Once in a great while, our Dear Leader does something half-right. Exhibit A was Operation Warp Speed, where Trump spent a fortune in taxpayer dollars to develop mRNA COVID vaccines, but got nothing back from the immense windfall to drug companies (he hadn’t discovered nationalization yet). He then rained on his own parade by naming RFK Jr. to head HHS, disparage vaccines, and pull funding from the next generation of mRNA vaccines.
Exhibit B is the H-1B visa program, where Trump abruptly imposed a visa fee of $100,000 per imported worker. The program, on the whole, is a travesty. It’s a modern version of international indentured servitude. Trump’s action was impulsive, weird, and theatrically disruptive rather than reformist. He didn’t say whether it was a one-time or annual fee, and reportedly he hasn’t even figured that out yet. Nonetheless, we’ll take it.
Under H-1B, which dates to 1990, large multinational companies, claiming shortages of qualified workers, can get special visas to import low-wage workers from countries such as India, on special five-year visas. During the five years, the worker is basically the property of the company.
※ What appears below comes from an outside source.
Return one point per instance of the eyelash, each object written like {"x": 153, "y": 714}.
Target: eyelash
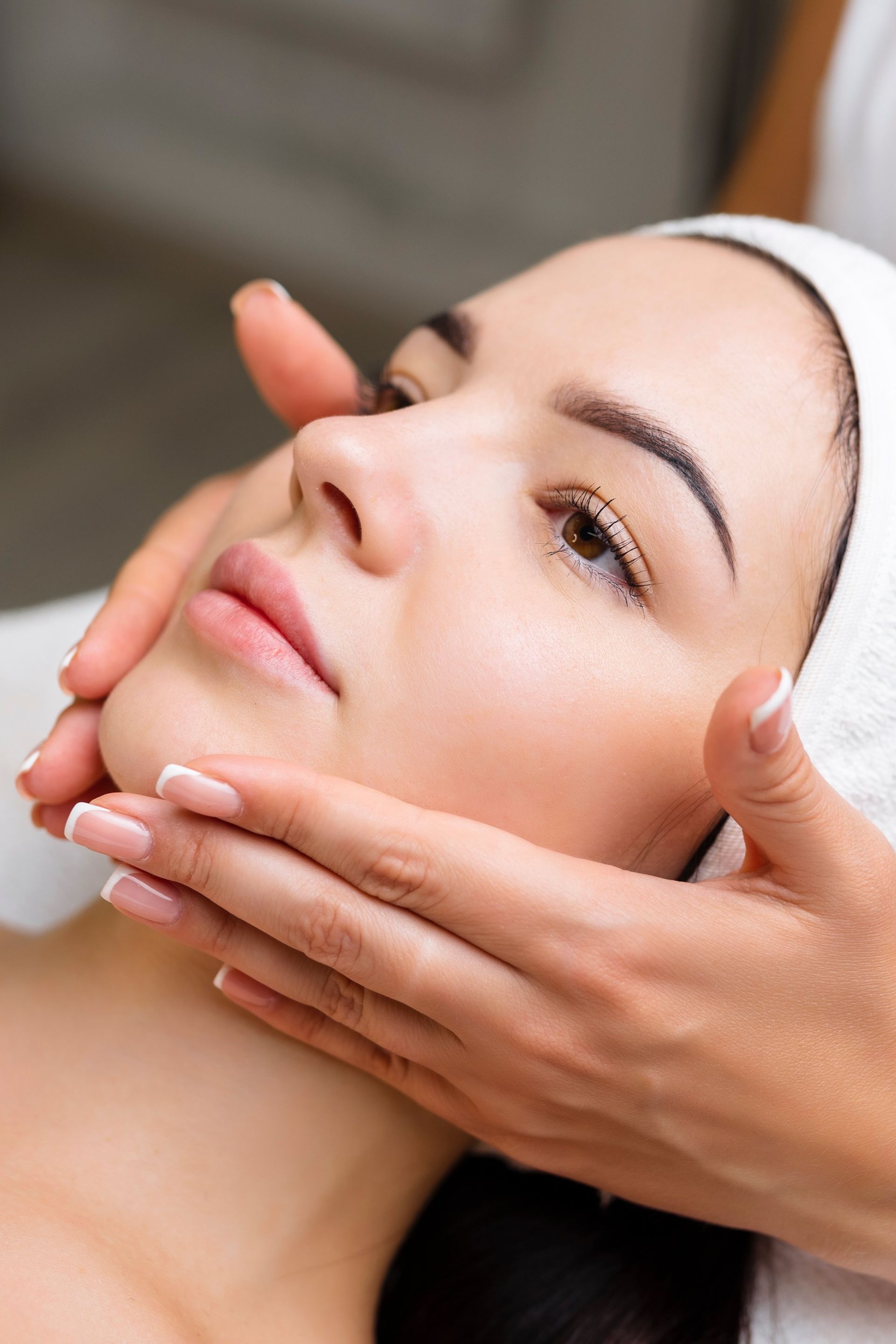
{"x": 578, "y": 499}
{"x": 583, "y": 499}
{"x": 375, "y": 393}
The worker is not free to take other jobs, which of course undercuts the bargaining power to demand decent treatment and pay. Currently, about 700,000 foreign nationals work in the U.S. on H-1B visas.
In principle, the program requires workers to be paid at prevailing wage levels commensurate with their domestic counterparts. While some are, this is systematically violated, and supply and demand comes into play. If you expand the pool of workers, especially ones from lower-wage countries, the increased labor supply will reduce the prevailing wages and worker bargaining power.
Meanwhile, with AI’s impact on coding and other related business lines, there is no shortage of domestic tech workers. There is merely a shortage of domestic tech workers who will work for Indian wages. According to the Federal Reserve Bank of New York, recent computer science graduates have an unemployment rate of 7.6 percent, more than double the average for all recent college grads. Their median early-career pay is $80,000, and their mid-career pay is $122,000; thus the appeal of H-1B indentured servants who will work for less.